Le arrojé la pelotita de papel y esta le dio en el pecho antes de caer al suelo. La agarró de un manotazo y alisó el arrugado papel para leerlo.
—¡Oh, por el amor de…! —comenzó a decir y luego lanzó un suspiro—. Paula, Fernanda es bisexual. Quería verte en ropa interior y se llevó un chasco porque creyó que tú y ella… —la voz se le fue apagando.
—¿Que nosotras…?
Pedro alzó las cejas y me echó una mirada esperando que lo captara.
¡Oh! Ohhhhh…
—Estás de guasa, ¿verdad? —le solté riéndome sin ganas.
—Bueno, no me lo dijo abiertamente, pero la conozco lo suficiente como para poder afirmar que ella esperaba divertirse haciendo un bocadillo los tres, conmigo en medio.
Un bocadillo de Pau. Debo admitir que me halagó un poco la
propuesta. Me refiero a que Fernanda era un bellezón. A la chica hetero que había en mí le picó la curiosidad, pero no creí poder hacer nunca semejante cosa. A mí solo me iban las pollas. Y sanseacabó. Pero ¿y a Dez?
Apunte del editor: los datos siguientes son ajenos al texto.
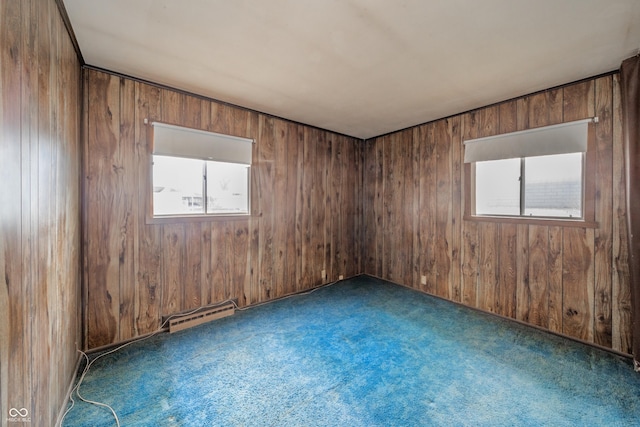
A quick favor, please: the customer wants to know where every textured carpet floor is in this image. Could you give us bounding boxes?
[64,276,640,426]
—Cuando se lo cuente va a flipar —musité hablando conmigo misma.
—¿Qué dices?
—Nada. Esto no cambia nada. Tú fuiste el que compraste esa lencería, incluso después de saber el cabreo que me había agarrado. No quiero hablar más del asunto. Y por cierto, sigo enojada —tras decir esto, di media vuelta y me fui.
Le oí gruñir frustrado a mi espalda y creo que incluso dio un puñetazo en la pared, pero no estoy segura.